Measuring cost-effectiveness, although considered to be a robust measure for evaluating public policies, is in practice difficult, due to multiple complications. First, access to crime data and their reliability varies significantly among countries. Data on crimes and on CCTV cameras are, in principle, available in Poland, although they are not always easy to access. Moreover, although police data are relatively available, their quality is limited. Changes in crime classifications, in database structures, and in data aggregation can impact analyses. In terms of data on camera location and costs, there are significant differences between cities. Second, measurement is difficult due to timing: there is a coincidence between the development of CCTV systems and a general decrease in Poland’s crime levels after 2005. However, there is no evidence of a causal relationship between CCTV and decreased crime rates. Yet this coincidence has effectively been treated as handy proof of CCTV’s measured utility. Third, our analysis provides specific evidence, but it does rely on several assumptions and simplifications. These cannot be easily solved, and the absence of available data can discourage municipalities from efforts to evaluate the cost-effectiveness of CCTV, since the results cannot rely on a unified methodology, and cannot offer clear results.

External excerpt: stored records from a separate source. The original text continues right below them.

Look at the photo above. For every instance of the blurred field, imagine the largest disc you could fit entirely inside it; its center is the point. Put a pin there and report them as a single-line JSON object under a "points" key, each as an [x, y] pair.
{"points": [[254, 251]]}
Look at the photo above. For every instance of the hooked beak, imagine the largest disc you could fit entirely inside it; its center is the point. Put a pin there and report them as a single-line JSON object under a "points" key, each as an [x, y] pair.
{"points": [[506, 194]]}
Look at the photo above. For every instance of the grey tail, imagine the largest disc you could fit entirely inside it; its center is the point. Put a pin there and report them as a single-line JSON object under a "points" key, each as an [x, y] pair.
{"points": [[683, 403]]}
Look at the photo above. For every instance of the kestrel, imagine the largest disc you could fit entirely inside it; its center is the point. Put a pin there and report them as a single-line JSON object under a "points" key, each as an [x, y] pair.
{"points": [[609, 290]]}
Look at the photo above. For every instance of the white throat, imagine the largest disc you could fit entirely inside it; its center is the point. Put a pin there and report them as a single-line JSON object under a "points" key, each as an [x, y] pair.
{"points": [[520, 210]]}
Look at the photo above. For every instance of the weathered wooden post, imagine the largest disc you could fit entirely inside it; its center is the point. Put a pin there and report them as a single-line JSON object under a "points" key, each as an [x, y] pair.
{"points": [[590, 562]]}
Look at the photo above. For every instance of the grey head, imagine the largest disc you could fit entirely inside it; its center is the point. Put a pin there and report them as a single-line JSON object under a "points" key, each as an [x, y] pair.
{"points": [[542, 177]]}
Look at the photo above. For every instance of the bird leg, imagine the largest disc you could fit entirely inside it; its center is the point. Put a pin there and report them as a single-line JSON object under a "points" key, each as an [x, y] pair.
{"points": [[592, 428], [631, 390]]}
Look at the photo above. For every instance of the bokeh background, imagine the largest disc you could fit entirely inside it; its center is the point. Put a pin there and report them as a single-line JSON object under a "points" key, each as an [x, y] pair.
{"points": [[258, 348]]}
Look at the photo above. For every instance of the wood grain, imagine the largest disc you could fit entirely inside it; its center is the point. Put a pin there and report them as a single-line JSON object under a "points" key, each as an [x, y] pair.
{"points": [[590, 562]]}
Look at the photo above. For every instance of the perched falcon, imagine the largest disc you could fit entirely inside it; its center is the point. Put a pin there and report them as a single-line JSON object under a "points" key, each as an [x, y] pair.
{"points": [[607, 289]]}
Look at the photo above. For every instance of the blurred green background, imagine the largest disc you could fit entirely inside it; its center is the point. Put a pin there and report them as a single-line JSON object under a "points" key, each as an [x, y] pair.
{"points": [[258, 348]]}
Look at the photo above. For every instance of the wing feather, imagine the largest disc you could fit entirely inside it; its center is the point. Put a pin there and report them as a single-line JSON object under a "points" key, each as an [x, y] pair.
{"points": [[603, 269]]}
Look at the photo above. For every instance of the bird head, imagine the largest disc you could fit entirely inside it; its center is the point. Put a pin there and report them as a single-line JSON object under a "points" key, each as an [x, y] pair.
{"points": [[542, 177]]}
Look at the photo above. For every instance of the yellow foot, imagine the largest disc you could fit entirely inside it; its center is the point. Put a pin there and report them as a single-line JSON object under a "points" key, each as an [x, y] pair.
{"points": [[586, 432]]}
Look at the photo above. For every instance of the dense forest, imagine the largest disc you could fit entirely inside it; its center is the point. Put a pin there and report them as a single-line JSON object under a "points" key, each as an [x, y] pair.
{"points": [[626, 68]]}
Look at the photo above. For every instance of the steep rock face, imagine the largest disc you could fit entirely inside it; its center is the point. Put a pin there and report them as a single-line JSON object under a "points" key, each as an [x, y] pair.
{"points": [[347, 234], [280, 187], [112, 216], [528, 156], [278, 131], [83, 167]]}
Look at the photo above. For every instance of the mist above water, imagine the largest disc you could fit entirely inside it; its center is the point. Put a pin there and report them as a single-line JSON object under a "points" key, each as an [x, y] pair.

However, this research shows that, despite the limitations in terms of data availability and quality, calculations can be performed and provide evidence to the cost-effectiveness of CCTV systems. Nevertheless, city-to-city comparisons in terms of cost-effectiveness, although they would be informative, would be difficult to conduct in reality. Due to limitations in terms of data and local conditions, one-city analyses appear to be more feasible.

Implications for Further Research

Our research results suggest that CCTV may be profitable in one location and unprofitable in another. Further explorative analysis could focus on detecting land use characteristics and crime categories that correlate with cost-effectiveness. Such analyses would be instrumental in the optimal localization of cameras. It could also be practical from the municipalities’ perspective. This study has limitations in several respects, and further studies could contribute to a more comprehensive approach to evaluating CCTV surveillance monitoring. First, although the three categories of crime considered in our analysis are known for their susceptibility to CCTV surveillance, the cameras’ deterrent effect also applies to other crime categories. Thus, the actual effect, in terms of cost-effectiveness, may prove to be more significant if other categories of crime and social costs and benefits are included in the analysis. Second, the effect of the specific location of the cameras, in areas of higher crime rates, requires attention in future studies, due to the aforementioned street selection issue (see “Selection of Treatment and Comparison Areas,” above). Third, the crime costs applied in this study have been simplified. Thus, more precise data or a combination of different types of data could improve our understanding of CCTV’s preventive effect.